(Bloomberg) -- The sudden end to the cheap money era is drawing fresh scrutiny to how European landlords account for their debt loads.

At issue is more than $21 billion of hybrid bonds that are treated as equity, not debt, under international accounting rules. The debate around those securities intensified last week after one of Europe’s largest landlords, Aroundtown SA, didn’t exercise a redemption option on one of its hybrids and said it will review whether to defer coupon payments. 
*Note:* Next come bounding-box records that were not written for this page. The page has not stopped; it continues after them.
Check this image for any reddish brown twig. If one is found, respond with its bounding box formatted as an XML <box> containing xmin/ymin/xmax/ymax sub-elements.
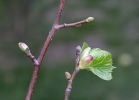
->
<box><xmin>57</xmin><ymin>20</ymin><xmax>88</xmax><ymax>29</ymax></box>
<box><xmin>26</xmin><ymin>0</ymin><xmax>93</xmax><ymax>100</ymax></box>
<box><xmin>64</xmin><ymin>46</ymin><xmax>81</xmax><ymax>100</ymax></box>
<box><xmin>26</xmin><ymin>0</ymin><xmax>65</xmax><ymax>100</ymax></box>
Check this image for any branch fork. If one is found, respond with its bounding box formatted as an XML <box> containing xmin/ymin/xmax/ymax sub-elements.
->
<box><xmin>19</xmin><ymin>0</ymin><xmax>94</xmax><ymax>100</ymax></box>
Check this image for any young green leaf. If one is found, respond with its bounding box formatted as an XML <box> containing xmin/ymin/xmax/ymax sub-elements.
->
<box><xmin>89</xmin><ymin>48</ymin><xmax>115</xmax><ymax>80</ymax></box>
<box><xmin>78</xmin><ymin>43</ymin><xmax>115</xmax><ymax>80</ymax></box>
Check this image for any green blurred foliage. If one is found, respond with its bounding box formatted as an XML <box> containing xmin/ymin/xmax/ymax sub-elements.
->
<box><xmin>0</xmin><ymin>0</ymin><xmax>139</xmax><ymax>100</ymax></box>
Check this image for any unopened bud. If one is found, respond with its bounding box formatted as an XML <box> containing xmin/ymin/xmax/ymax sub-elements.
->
<box><xmin>78</xmin><ymin>55</ymin><xmax>93</xmax><ymax>69</ymax></box>
<box><xmin>65</xmin><ymin>72</ymin><xmax>71</xmax><ymax>79</ymax></box>
<box><xmin>86</xmin><ymin>17</ymin><xmax>94</xmax><ymax>22</ymax></box>
<box><xmin>18</xmin><ymin>42</ymin><xmax>30</xmax><ymax>55</ymax></box>
<box><xmin>83</xmin><ymin>55</ymin><xmax>93</xmax><ymax>63</ymax></box>
<box><xmin>80</xmin><ymin>47</ymin><xmax>91</xmax><ymax>59</ymax></box>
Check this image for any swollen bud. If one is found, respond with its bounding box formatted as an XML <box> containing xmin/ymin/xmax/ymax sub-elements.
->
<box><xmin>78</xmin><ymin>55</ymin><xmax>93</xmax><ymax>69</ymax></box>
<box><xmin>18</xmin><ymin>42</ymin><xmax>30</xmax><ymax>55</ymax></box>
<box><xmin>86</xmin><ymin>17</ymin><xmax>94</xmax><ymax>22</ymax></box>
<box><xmin>65</xmin><ymin>72</ymin><xmax>71</xmax><ymax>79</ymax></box>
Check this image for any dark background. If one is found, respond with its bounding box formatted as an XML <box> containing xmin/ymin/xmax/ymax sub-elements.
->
<box><xmin>0</xmin><ymin>0</ymin><xmax>139</xmax><ymax>100</ymax></box>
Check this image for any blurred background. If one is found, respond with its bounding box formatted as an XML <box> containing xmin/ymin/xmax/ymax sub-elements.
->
<box><xmin>0</xmin><ymin>0</ymin><xmax>139</xmax><ymax>100</ymax></box>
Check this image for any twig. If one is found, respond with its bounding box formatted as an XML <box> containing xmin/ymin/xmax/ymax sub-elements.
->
<box><xmin>57</xmin><ymin>20</ymin><xmax>88</xmax><ymax>29</ymax></box>
<box><xmin>26</xmin><ymin>0</ymin><xmax>65</xmax><ymax>100</ymax></box>
<box><xmin>26</xmin><ymin>0</ymin><xmax>93</xmax><ymax>100</ymax></box>
<box><xmin>64</xmin><ymin>46</ymin><xmax>81</xmax><ymax>100</ymax></box>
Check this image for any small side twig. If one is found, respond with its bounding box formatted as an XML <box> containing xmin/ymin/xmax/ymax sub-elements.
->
<box><xmin>27</xmin><ymin>53</ymin><xmax>39</xmax><ymax>66</ymax></box>
<box><xmin>26</xmin><ymin>0</ymin><xmax>65</xmax><ymax>100</ymax></box>
<box><xmin>57</xmin><ymin>17</ymin><xmax>94</xmax><ymax>29</ymax></box>
<box><xmin>64</xmin><ymin>46</ymin><xmax>81</xmax><ymax>100</ymax></box>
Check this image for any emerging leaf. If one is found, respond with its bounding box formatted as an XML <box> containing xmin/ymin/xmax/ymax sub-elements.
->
<box><xmin>18</xmin><ymin>42</ymin><xmax>30</xmax><ymax>55</ymax></box>
<box><xmin>78</xmin><ymin>44</ymin><xmax>115</xmax><ymax>80</ymax></box>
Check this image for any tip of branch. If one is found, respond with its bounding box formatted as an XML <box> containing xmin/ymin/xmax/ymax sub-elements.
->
<box><xmin>86</xmin><ymin>17</ymin><xmax>94</xmax><ymax>22</ymax></box>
The decision caused a broad sell off in real estate hybrid bonds and brought renewed focus to a change in recommended landlord accounting metrics earlier this year. The European Public Real Estate Association changed its guidance in March, suggesting landlords include them as debt in loan-to-value ratios, a key financial metric. With the change, rating agencies, accountancy rules and the industry’s main body — representing both landlords and shareholders — now treat hybrid debt differently from each other. 

Borrowers have issued the securities at breakneck speed in recent years and landlords would see a sudden jump in their relative indebtedness if they follow the recommendation. Landlords including Aroundtown and Samhallsbyggnadsbolaget i Norden AB, known as SBB, have found themselves in the crosshairs of critics questioning how they account for their debt. And now short sellers are starting to move in. 

“There has always been in real estate an eternal debate about what you do with hybrids,” said Harm Meijer, founding partner of real estate private equity firm Icamap Advisory Sarl. “It is really something that has come from loose monetary policy. In a bull market nobody cares, in a bear market it matters.” 

The change in recommended best practices were published just as a rapid shift in monetary policy across the continent brought an end to the 10-year bull market for European real estate. Property valuations have begun to fall and a growing list of publicly traded landlords are attempting to offload property to avoid having to refinance their borrowings at much higher rates or to bring down their levels of indebtedness. 

Aroundtown, which is one of Germany’s biggest real estate issuers and backed by Israeli investor Yakir Gabay, has been criticized by some for reporting a low LTV ratio because it doesn’t include hybrids in its calculations. 

“Aroundtown reported an artificially low LTV ratio of 40%,” Ash Nadershahi, senior analyst at Creditsights said in a note to clients late last month. “This is because the company does not include hybrids in their calculations, adds in cash from yet-to-be completed asset sales and, in our view, applies generous assumptions to its property valuations.” He placed a sell recommendation on Aroundtown’s hybrids. 

Under the new guidance, Aroundtown’s EPRA LTV would be 55% as of June, a spokesman said in an email. The metric was included in a company presentation to investors published Nov. 24.

The company, however, is defending its accounting practices. 

“We see hybrid notes, especially in the current market condition, as an equity instrument as they do not have any default covenants, no maturities, are subordinated to debt, and the principle and coupon payments can be deferred perpetually,” Aroundtown said in a statement in response to questions from Bloomberg News about their accounting treatment. “For the purpose of bond covenants, the perpetual notes are considered as 100% equity. Thus, in times of financial distress these instruments provide an additional security.”

Aroundtown fell 2.2% Tuesday, the most in the Stoxx Europe 600 Real Estate index.  

Some 12% of Aroundtown freely traded shares are currently on loan, making it among the most shorted in Europe’s real estate market, falling only behind SBB. Castellum AB, one of the biggest real estate issuers of hybrids, has 11.9% of its shares on loan, making it the third most shorted landlord in the Euro Stoxx 600 Real Estate index.

SBB, for its part, has lost almost 70% of its value this year after short seller Viceroy Research said the company was massaging its LTV ratio by issuing hybrids, among other allegations. 

EPRA changed its guidelines in March after extensive debate to “respond to a need voiced by investors, analysts and property companies,” according to a press release issued at the time. To be sure, credit rating agencies haven’t changed the way they view hybrids, typically counting 50% of their amount as equity when calculating their credit ratings.

With property values falling, scrutiny of landlords’ relative indebtedness is intensifying, transforming the debate about how hybrids should be accounted for from an esoteric accountancy issue into a potential red flag for investors. 

“LTV has been a metric that’s been heavily relied upon by investors when analyzing real estate firms, but it’s also one that can easily be manipulated,” Creditsights’s Nadershahi said in an interview about the sector. “Its not something that’s been thoroughly scrutinized until this year, but with the increasing risks skewed to the downside in the European property sector, investors have to conduct their own due diligence away from the company-reported number.”